- Nach der demütigenden Kehrtwende in ihrer Steuerpolitik kämpft die britische Premierministerin Liz Truss um ihren Posten.
- Die Regierungschefin ist in der wöchentlichen Fragestunde im Unterhaus schwer unter Druck geraten und wurde zum Rücktritt aufgerufen.
- Die Krise hat neue personelle Konsequenzen. Truss hat den Posten von Innenministerin Suella Braverman neu an den früheren Verkehrsminister Grant Shapps vergeben.
Braverman selbst veröffentlichte ihre Rücktrittserklärung am Mittwochabend auf ihrem Twitteraccount. Ob die Innenministerin freiwillig ihr Amt abgab oder gefeuert wurde, ist noch unklar. Suella Braverman gehörte zum extremen rechten Flügel der Partei und machte immer wieder mit Äusserungen zu ihren Plänen für ein härteres Vorgen bei Abschiebungen von sich reden.
Es ist bereits der zweite Wechsel in einem wichtigen Ressort innerhalb von sechs Tagen. Erst am Freitag hatte Truss ihren Finanzminister Kwasi Kwarteng entlassen und mit dem früheren Aussenminister Jeremy Hunt ersetzt. Die konservative Regierungschefin kämpft um ihr Amt, nachdem sie mit geplanten Steuererleichterungen ein Finanzchaos ausgelöst hatte und eine Kehrtwende hinlegen musste.
Kurz nach der Bravermans Verkündung trat Berichten zufolge auch ein Teil der Fraktionsführung zurück, nachdem die Regierung eine Abstimmung im Parlament zunächst zur Vertrauensfrage erklärt hatte, in letzter Minute aber zurückruderte.
Neuer Innenminister heisst Shapps
Noch am Mittwochabend hat die Premierin Truss den früheren Verkehrsminister Grant Shapps zum neuen Innenminister ernannt. Er hatte im innerparteilichen Wahlkampf um die Nachfolge von Ex-Premier Boris Johnson Truss' Rivalen Rishi Sunak unterstützt. Zuvor war er in Johnsons Kabinett Verkehrsminister.
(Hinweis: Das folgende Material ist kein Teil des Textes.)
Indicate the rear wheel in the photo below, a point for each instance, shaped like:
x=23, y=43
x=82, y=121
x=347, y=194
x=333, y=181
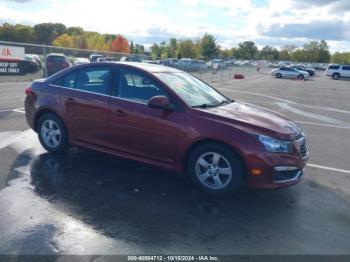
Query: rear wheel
x=216, y=169
x=335, y=76
x=52, y=133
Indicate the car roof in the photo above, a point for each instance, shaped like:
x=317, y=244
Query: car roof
x=151, y=68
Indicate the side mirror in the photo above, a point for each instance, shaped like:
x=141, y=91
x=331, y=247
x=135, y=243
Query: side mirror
x=160, y=102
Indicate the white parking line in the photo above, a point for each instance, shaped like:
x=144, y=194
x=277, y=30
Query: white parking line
x=329, y=168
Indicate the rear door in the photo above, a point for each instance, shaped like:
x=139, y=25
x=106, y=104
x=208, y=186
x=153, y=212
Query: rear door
x=86, y=103
x=345, y=72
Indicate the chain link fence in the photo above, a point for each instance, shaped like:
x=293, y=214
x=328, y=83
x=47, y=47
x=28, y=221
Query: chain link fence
x=208, y=72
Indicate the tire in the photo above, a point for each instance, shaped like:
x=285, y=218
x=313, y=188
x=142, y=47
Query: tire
x=335, y=76
x=52, y=133
x=216, y=169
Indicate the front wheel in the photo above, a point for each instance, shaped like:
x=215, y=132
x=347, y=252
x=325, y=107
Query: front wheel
x=216, y=169
x=52, y=133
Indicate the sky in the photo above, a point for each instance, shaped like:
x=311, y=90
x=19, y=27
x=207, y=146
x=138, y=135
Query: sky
x=266, y=22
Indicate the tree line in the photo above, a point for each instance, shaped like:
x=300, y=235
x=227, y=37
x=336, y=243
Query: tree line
x=206, y=47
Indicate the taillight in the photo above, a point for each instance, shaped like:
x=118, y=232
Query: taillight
x=28, y=91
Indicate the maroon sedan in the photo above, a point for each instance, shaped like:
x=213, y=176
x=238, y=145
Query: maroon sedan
x=167, y=118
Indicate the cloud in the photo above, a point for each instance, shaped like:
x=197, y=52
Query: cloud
x=335, y=30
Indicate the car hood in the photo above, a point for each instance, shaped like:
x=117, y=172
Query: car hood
x=254, y=119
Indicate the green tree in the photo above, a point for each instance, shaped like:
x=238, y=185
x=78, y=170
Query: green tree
x=173, y=47
x=247, y=50
x=74, y=31
x=269, y=53
x=64, y=40
x=317, y=52
x=155, y=51
x=7, y=32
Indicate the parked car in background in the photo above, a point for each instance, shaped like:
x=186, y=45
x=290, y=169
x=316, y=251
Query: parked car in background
x=81, y=61
x=216, y=64
x=289, y=72
x=94, y=57
x=55, y=63
x=167, y=118
x=150, y=62
x=30, y=65
x=338, y=71
x=304, y=68
x=37, y=59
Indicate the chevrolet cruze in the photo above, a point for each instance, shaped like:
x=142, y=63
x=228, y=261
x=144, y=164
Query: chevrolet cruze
x=167, y=118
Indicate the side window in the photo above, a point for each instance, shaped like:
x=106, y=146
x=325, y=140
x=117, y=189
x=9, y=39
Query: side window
x=95, y=80
x=136, y=86
x=67, y=80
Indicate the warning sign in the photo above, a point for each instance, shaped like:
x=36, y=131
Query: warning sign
x=11, y=53
x=11, y=68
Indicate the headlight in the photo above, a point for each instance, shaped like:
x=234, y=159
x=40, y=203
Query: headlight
x=275, y=145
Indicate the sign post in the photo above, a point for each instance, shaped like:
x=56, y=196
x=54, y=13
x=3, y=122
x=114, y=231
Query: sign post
x=11, y=60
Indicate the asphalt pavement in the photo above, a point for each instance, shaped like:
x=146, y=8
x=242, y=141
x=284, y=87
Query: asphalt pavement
x=91, y=203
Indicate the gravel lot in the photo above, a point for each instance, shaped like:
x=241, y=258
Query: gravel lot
x=91, y=203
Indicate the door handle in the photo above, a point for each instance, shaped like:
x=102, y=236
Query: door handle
x=119, y=112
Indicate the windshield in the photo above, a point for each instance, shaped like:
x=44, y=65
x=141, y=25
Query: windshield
x=194, y=92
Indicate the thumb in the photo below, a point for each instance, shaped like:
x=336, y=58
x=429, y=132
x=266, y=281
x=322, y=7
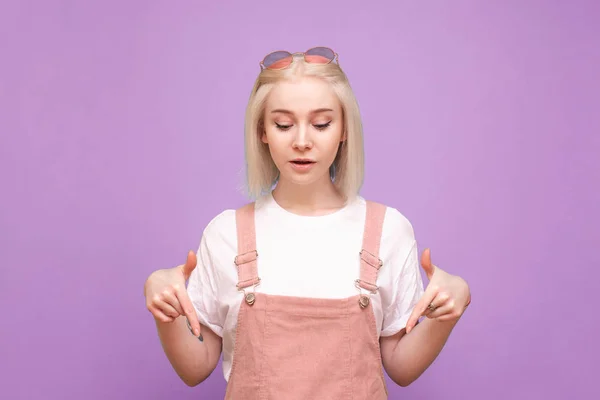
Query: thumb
x=426, y=263
x=190, y=265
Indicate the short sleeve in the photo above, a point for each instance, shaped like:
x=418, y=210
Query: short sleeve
x=407, y=290
x=202, y=289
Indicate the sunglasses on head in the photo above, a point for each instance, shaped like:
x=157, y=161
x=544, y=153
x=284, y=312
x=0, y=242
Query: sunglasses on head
x=283, y=59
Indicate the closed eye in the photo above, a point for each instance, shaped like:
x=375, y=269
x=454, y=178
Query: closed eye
x=282, y=127
x=323, y=126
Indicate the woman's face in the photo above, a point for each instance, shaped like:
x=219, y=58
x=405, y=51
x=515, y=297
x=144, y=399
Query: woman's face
x=303, y=127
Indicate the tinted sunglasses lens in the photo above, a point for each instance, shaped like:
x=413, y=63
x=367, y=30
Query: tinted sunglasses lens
x=321, y=55
x=277, y=60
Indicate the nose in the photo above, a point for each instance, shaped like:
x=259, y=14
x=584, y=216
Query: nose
x=302, y=139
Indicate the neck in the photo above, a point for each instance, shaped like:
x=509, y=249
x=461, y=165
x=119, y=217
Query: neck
x=316, y=199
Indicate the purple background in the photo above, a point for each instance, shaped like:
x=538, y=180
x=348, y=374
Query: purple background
x=121, y=137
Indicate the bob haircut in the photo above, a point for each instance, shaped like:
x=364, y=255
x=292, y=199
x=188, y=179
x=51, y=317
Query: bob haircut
x=347, y=170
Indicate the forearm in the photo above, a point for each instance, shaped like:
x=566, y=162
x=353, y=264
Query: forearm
x=191, y=358
x=413, y=353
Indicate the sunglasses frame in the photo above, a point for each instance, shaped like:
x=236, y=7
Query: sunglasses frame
x=263, y=67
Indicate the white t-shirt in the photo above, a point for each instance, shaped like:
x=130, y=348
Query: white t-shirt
x=304, y=256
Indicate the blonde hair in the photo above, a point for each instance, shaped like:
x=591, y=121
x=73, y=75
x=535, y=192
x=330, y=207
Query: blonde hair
x=347, y=171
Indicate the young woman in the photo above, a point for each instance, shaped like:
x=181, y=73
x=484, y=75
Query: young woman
x=309, y=291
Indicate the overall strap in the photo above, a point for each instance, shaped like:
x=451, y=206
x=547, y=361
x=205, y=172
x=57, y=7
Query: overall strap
x=247, y=254
x=370, y=263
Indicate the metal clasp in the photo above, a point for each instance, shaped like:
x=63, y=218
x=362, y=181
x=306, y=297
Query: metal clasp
x=250, y=297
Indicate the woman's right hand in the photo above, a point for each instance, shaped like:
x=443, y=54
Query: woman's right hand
x=166, y=294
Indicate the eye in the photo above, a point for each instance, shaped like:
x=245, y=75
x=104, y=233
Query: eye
x=322, y=127
x=282, y=127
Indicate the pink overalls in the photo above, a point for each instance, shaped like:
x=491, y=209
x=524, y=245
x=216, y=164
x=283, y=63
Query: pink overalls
x=302, y=348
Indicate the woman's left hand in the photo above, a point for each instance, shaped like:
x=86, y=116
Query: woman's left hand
x=446, y=296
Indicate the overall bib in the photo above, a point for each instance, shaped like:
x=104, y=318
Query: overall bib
x=289, y=348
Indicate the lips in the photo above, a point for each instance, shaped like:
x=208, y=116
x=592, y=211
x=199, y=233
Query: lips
x=302, y=161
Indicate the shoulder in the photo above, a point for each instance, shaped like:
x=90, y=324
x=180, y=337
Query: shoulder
x=397, y=235
x=395, y=223
x=223, y=225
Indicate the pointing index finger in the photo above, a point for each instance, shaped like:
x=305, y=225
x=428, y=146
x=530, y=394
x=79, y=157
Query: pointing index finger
x=420, y=309
x=189, y=311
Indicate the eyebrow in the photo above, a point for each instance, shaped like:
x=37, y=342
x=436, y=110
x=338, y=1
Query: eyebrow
x=283, y=111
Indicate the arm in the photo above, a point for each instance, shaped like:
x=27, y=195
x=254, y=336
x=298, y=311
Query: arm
x=408, y=353
x=406, y=357
x=192, y=359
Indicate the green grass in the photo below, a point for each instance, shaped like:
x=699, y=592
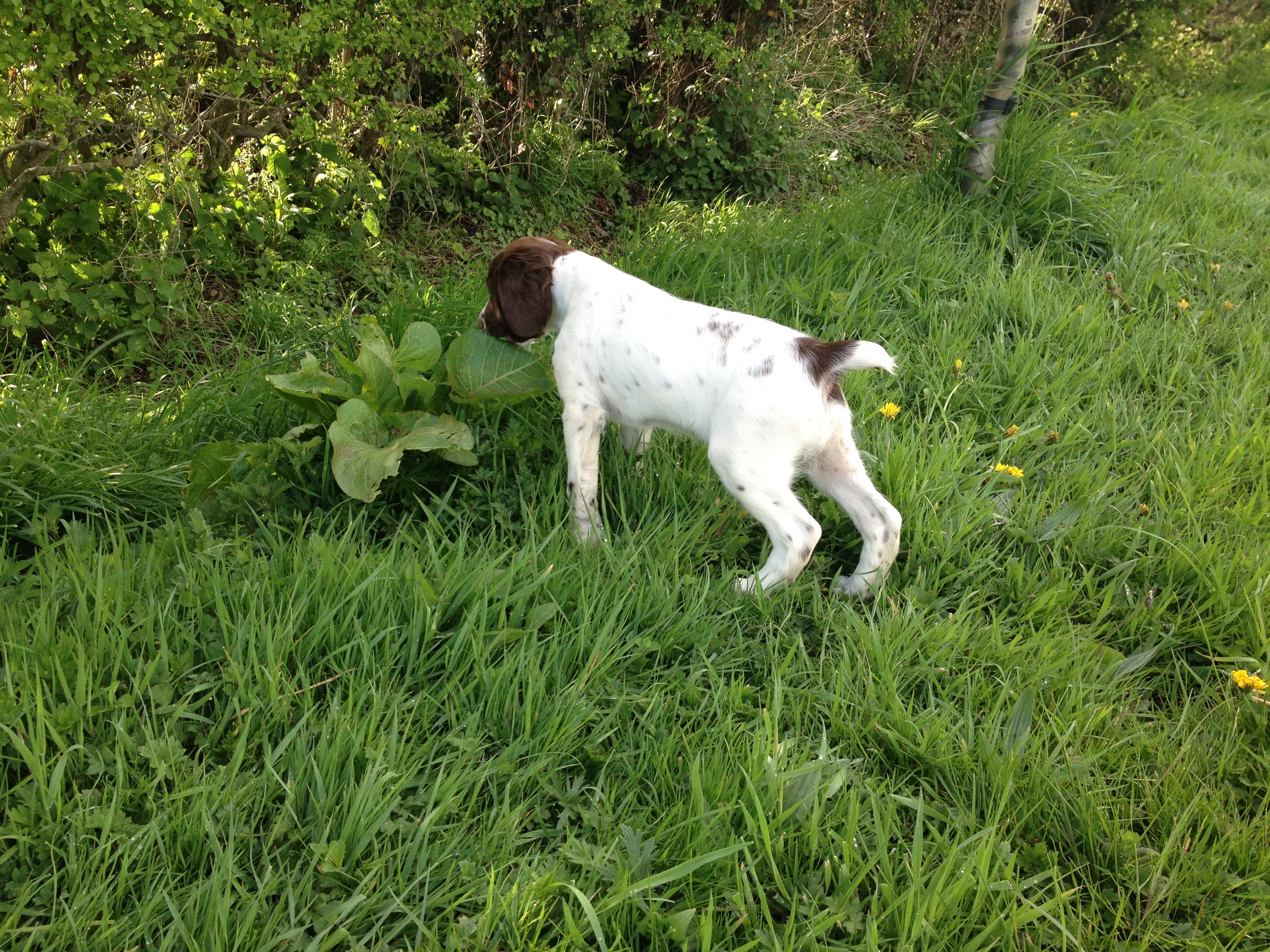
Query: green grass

Er gilt als erfahrener Minister und überzeugender Kommunikator.
Ich bin eine Kämpferin und keine Drückebergerin.
Am Mittwochnachmittag hat sich die britische Premierministerin erstmals seit ihrer Kehrtwende in der Steuerpolitik im Parlament den Fragen der Abgeordneten gestellt. Für die Vorsitzende der Konservativen stand im Unterhaus viel auf dem Spiel. Denn ihre Umfragewerte und die der Konservativen Partei sind nur sechs Wochen nach ihrem Amtsantritt dramatisch abgestürzt.
«Ich bin eine Kämpferin und keine Drückebergerin», sagte Truss bei der Fragestunde in London. Gleichzeitig forderten sie mehrere Oppositionspolitiker direkt zum Rücktritt auf.
Einer davon stand Truss direkt gegenüber: der Oppositionschef Keir Starmer von Labour. Seine Partei führt derzeit in allen Umfragen. Doch am meisten zu fürchten hatte Truss nicht ihr Gegenüber, sondern die Mitglieder ihrer eigenen Fraktion.
Hälfte der Konservativen will Rücktritt
Die Konservativen sind dafür bekannt, ihren Parteichefs bei Parlamentsdebatten lautstark beizupflichten. Bleibt das aus, wird das als Zeichen gewertet, dass sie an Rückhalt verloren haben. Zuletzt wünschten sich einer Umfrage zufolge die Hälfte der Mitglieder der Konservativen Truss' Rücktritt.
In den ersten zwölf Monaten im Amt ist die Premierministerin allerdings vor einem Misstrauensantrag geschützt, so wollen es die parteiinternen Regeln. Zudem gibt es derzeit keine solide und breit abgestützte Gegenkandidatur.
Die grosse Kritik aus den eigenen Reihen blieb der schwer in die Defensive geratenen Liz Truss daher bei der Fragestunde erspart. Spekulationen, sie könne sich die Loyalität der Brexit-Hardliner mit einer harten Linie gegenüber Brüssel im Streit um den Status für Nordirland erkauft haben, scheinen sich zu bestätigen.